For some, the ending might be too romantic in its overtones, even though Dracula’s death is very graphic creating an uncomfortably stark contrast to the theme of undying love. Nevertheless, the notion that “Love Never Dies” yet is always going to be upstaged by death (after all, Dracula has to die to reunite with his love) conveys its own kind of horror (or terror?). However, it might be too subtle to be noticed by those who are only susceptible to the blunt gore and violence of slasher movies. Which is not to say that women can’t enjoy those types of horror flicks! Time and again, market research has shown that women enjoy horror entertainment (Cherry, 1999) and one report on the popularity of Madam Tussaud’s Chamber of Horrors, a long-running horror exhibit, even stated that, as a result of biological attributes such as the monthly period or childbirth, women “can put blood and gore in context and generally cope better than men” (Saw Associates & Cantor cited in Cherry, 1999, p. 27). Therefore, it comes as no surprise that most female horror film fans prefer subtle, psychological horror, the kind that horripilates (i.e. makes your hair stand on end), as it stimulates their imagination and allows them “to dwell and embroider on what they find scary” (Cherry, 1999, p. 35).

Indulging the imagination seems to be a general priority for women when watching a film, no matter the genre. Which leads us back to our initial question of how genre can be defined and whether films like Bram Stoker’s Dracula fit into just one of them: As Jancovich states, “different audiences have different senses of how genres are defined and where the boundaries between them lie” (1996, p.11), and when focusing on the audience rather than the film itself, “any definition of the genre is bound to be irrelevant since the individual viewers taking part in study will undoubtedly hold their own ideas of what films constitute the boundaries of honor (or, indeed, what is horrific)” (Cherry, 1999, p. 29–30).

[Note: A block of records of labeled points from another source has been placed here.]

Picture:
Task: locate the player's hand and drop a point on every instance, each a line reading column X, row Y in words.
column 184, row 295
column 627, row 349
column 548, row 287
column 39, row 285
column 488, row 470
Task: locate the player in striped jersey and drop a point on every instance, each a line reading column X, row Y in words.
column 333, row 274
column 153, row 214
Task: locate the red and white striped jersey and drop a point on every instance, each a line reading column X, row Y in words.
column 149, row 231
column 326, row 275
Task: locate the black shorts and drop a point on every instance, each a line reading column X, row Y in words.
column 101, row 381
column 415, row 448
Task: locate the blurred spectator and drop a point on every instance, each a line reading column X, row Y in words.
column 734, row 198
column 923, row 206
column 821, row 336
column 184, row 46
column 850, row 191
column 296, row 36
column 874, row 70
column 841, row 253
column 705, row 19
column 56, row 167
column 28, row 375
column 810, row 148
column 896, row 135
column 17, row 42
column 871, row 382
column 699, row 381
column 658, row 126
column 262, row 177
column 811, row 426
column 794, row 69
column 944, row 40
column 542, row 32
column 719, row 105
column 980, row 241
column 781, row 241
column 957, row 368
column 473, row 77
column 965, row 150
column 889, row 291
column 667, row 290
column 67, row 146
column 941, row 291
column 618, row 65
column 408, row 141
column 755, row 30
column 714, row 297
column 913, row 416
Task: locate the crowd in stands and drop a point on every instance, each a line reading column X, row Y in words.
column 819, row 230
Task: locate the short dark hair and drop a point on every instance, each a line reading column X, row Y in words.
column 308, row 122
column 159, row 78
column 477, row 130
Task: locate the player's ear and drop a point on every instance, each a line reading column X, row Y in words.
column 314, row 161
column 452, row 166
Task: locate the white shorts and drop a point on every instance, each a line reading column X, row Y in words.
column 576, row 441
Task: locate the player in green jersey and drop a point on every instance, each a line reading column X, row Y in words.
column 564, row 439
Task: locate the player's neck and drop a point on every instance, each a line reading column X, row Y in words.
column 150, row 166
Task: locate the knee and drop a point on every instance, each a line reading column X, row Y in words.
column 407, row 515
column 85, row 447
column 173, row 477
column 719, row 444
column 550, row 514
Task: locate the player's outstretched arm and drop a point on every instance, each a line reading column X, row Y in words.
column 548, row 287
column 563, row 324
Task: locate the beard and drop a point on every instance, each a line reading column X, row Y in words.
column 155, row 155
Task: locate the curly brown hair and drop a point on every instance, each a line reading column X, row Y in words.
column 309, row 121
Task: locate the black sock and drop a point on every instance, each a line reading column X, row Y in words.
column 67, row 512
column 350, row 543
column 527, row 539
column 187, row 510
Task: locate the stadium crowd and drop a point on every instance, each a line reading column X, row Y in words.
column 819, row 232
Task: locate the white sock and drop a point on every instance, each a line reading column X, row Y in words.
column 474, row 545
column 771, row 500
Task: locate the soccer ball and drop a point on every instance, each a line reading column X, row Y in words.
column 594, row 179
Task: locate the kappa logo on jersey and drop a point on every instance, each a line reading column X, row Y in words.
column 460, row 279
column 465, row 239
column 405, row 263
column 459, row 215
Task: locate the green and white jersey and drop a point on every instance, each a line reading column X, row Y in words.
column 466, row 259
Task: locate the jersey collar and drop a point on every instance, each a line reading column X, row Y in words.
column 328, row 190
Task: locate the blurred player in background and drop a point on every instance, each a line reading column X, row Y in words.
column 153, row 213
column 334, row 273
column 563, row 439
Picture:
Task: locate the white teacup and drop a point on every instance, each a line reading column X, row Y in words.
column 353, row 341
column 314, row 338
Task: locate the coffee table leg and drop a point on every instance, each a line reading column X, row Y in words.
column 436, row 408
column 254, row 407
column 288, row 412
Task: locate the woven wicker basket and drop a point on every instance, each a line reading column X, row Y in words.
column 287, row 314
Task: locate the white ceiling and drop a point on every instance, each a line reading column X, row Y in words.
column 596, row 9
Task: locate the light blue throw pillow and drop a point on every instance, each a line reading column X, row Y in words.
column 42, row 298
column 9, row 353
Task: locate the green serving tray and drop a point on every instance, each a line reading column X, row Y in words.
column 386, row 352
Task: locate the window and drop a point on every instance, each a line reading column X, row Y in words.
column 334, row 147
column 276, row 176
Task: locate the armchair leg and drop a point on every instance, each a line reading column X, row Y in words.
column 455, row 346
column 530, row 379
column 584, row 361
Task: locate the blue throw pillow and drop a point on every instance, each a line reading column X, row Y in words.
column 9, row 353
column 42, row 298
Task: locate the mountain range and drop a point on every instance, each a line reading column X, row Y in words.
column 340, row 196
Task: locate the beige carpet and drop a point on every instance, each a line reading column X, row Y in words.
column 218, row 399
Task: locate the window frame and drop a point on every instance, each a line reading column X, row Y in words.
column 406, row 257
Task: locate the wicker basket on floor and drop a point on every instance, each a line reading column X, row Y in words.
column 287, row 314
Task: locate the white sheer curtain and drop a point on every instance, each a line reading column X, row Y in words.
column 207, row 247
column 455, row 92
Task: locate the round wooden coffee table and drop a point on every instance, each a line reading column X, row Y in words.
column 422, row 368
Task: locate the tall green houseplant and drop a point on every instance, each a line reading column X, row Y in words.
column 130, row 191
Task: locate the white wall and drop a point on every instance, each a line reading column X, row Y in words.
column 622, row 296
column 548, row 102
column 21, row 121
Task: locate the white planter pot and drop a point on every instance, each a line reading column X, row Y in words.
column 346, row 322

With this in mind, there can be no doubt that ‘Bram Stoker’s Dracula’ doesn’t just belong to the Horror genre, it transcends it with its feminine coding of the genre, and reclaims it for the oftentimes marginalized and invisible female audience, reminding us all of the “important and enduring tradition of horror produced and consumed by women” (Jancovich, 1992, p. 18). Part of this tradition is to subvert the genre, demonstrated by women like Canadian filmmaker Mary Harron, who directed the controversial horror cult flick American Psycho. In an interview, she once pointed out how this intentional subversion is often confused with ignorance:

I make a horror film and it’s not a horror film. None of my genre movies function as genre movies. When people see the conventions, they think they’re going to get the straightforward genre — I don’t give them that and they get mad. People see that and they think I don’t understand the conventions because I’m not a good filmmaker. (Harron, 2014)

Harron’s acclaim proves these people wrong, however, it also highlights how scarsely represented, and therefore unorthodox, the female horror tradition has become. Bram Stoker’s Dracula helped breathing new life into it, and inspired generations of women like me to stay true to their own vision.